Guy Reams (00:01.164)
This is day 150. What counts as a word? I'm living the dream job of a linguist right now. I spend my days deep in the manipulation and understanding of the context behind words. This morning I started to ask myself a question that should be simple, but it's not. What actually counts as a word? The word word is strange because it is self-referential.
It can refer to itself and to the entire category it belongs to at the same time. That creates a small philosophical loop. The concept of a word takes on various meanings depending on how you use it. You can spread the word, which means tell people. You can make a promise, as in you have my word. You can give the word a signal on when to begin. Philosophically, a word is a symbol that represents an idea or reality.
A word is essentially an idea encoded into sound or text so another mind can understand it. This is the business that I am in right now, and it's a fascinating place. What is really throwing me for a loop is that a word is a chunk of language that carries meaning and behaves as a unit of speech or grammar. But across all languages, the edges of what counts as a word are pretty fuzzy. There's no clean boundary.
Even more perplexing is how we as humans process words. For example, read the following statement. If you want to check out my blog, you can read the way I spelled all these words, but I basically took the words according to research at Cambridge University. It doesn't matter in what order the letters in a word are.
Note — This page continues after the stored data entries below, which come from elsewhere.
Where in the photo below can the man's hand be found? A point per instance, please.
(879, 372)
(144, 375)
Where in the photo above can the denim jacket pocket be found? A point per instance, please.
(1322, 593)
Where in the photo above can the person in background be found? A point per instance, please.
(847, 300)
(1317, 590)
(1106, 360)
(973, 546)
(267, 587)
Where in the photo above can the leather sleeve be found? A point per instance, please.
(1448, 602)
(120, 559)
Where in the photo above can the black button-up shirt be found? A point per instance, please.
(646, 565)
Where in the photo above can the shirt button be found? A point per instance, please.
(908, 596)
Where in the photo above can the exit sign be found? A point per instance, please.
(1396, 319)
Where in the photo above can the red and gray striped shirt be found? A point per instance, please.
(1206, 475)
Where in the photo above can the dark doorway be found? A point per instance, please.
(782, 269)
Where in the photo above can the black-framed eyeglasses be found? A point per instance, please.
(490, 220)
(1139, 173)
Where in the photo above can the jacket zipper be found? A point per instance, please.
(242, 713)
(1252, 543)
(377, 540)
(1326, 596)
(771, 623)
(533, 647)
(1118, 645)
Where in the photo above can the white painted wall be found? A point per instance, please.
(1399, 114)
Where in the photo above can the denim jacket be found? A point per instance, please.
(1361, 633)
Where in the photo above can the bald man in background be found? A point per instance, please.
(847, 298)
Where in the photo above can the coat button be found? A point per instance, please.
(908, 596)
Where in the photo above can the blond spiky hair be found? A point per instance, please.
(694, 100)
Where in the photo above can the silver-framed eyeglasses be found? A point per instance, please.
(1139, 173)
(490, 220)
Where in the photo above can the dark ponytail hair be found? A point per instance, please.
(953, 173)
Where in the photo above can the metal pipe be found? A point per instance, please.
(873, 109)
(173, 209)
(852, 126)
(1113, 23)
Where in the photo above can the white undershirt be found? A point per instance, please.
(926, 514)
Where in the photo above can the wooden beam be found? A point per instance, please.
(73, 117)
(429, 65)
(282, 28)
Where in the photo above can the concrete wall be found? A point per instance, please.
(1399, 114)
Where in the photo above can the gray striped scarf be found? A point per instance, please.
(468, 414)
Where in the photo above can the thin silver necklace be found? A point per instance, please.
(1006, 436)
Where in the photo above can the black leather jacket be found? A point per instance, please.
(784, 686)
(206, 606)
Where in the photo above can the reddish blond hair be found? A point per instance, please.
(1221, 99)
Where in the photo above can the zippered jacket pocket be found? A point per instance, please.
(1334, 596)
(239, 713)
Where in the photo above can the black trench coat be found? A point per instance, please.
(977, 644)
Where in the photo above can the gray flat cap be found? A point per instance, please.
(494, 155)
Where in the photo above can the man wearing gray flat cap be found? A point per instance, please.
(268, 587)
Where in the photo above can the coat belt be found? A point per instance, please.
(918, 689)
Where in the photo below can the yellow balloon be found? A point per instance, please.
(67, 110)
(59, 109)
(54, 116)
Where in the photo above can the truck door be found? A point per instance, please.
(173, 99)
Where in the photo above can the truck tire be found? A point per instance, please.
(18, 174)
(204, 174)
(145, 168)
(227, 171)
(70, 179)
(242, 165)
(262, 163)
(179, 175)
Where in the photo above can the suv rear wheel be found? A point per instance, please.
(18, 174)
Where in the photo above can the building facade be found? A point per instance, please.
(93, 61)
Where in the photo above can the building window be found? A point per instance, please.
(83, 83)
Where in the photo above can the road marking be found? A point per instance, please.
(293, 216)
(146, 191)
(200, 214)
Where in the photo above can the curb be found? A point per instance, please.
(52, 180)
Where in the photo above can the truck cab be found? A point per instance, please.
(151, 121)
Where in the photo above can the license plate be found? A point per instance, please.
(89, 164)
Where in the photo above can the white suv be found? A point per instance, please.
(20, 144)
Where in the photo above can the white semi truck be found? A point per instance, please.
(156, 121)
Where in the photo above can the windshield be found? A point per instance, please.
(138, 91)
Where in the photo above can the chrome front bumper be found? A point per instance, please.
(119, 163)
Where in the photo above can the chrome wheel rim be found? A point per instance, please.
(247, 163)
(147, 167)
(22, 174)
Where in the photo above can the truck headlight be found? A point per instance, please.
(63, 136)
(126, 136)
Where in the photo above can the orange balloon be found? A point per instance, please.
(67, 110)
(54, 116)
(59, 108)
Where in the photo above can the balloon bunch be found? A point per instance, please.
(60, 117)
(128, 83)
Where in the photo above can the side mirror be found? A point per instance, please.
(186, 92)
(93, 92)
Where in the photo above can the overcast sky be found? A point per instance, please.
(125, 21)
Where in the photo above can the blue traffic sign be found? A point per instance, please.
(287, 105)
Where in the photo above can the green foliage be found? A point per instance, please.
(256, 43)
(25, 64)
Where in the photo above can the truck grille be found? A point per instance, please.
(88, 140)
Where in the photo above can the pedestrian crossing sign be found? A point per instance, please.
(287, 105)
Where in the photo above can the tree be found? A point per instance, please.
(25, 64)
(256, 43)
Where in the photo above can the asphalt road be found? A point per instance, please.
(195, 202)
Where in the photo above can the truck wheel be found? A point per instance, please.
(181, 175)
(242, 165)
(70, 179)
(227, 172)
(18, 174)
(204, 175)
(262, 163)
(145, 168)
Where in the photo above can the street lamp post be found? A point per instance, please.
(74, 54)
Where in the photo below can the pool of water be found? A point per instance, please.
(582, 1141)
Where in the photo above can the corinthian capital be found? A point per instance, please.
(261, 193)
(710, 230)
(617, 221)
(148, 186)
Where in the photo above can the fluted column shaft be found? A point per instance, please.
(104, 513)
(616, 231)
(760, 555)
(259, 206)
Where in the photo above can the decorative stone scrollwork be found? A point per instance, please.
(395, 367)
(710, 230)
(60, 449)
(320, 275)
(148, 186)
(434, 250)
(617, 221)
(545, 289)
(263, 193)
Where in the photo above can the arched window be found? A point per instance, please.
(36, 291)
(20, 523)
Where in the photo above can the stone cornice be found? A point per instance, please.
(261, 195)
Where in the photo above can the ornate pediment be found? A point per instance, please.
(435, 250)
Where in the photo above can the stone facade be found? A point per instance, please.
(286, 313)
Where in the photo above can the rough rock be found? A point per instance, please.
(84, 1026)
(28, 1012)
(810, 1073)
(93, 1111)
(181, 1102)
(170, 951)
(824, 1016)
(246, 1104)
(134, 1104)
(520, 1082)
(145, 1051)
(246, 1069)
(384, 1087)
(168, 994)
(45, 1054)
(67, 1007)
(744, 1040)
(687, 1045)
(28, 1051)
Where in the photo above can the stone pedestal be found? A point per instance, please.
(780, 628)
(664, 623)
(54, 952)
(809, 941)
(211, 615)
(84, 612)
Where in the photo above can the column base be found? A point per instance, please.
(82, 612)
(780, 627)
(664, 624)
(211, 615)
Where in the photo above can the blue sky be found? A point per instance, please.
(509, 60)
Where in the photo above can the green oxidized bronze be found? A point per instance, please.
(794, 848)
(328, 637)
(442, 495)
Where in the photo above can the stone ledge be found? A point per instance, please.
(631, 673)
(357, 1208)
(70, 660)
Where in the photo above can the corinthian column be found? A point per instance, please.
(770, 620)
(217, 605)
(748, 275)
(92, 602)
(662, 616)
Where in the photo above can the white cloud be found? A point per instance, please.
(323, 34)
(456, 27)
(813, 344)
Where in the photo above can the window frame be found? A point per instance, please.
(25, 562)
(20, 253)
The only important thing is that the first and last letters be in the right place. If you take a sentence and you take the first and last letter and scramble everything in between,
Your brain will process it and get the right word right. Why could you process this? Your brain recognizes the pattern and fills in the correct words automatically. Reading is actually a rapid prediction and correction system. Your brain predicts upcoming words. Your eyes scan the text. Your brain checks if the prediction is correct. When you read or when you scan a room full of people or you watch a movie, whatever you are doing,
Guy Reams (02:22.54)
You are actually just taking a quick snapshot and predicting what will come next. These are called saccades. Saccades are the quick tiny jumps your eyes make when they move from one point to another. They happen constantly when you read, look around a room, scan a scene. Your brain is constantly building reality from fragments of visual snapshots. So your brain is constantly building reality from these visual snapshots. Even though
Computer scientists are doing some amazing things right now. They have a long way to go to even get close to the marvelous capability of the human mind. I work with language models every day. I see what they can do. But they do not predict and correct the way the human brain automatically does. They do not build meaning from fragments the way a human brain does in real time. This morning I asked what counts as a word. I still do not have a clean answer, but I know this.
Words are not fixed objects. They are living tools we use to encode ideas and pass them to another mind. The edges are fuzzy because language itself is fuzzy. It bends, it adapts, it predicts, then corrects. The next time you read something, pay attention to how your eyes move. Notice the jumps. Notice how your brain fills in the gaps before you even finish the sentence. That is not a bug. That is the system working exactly as it should.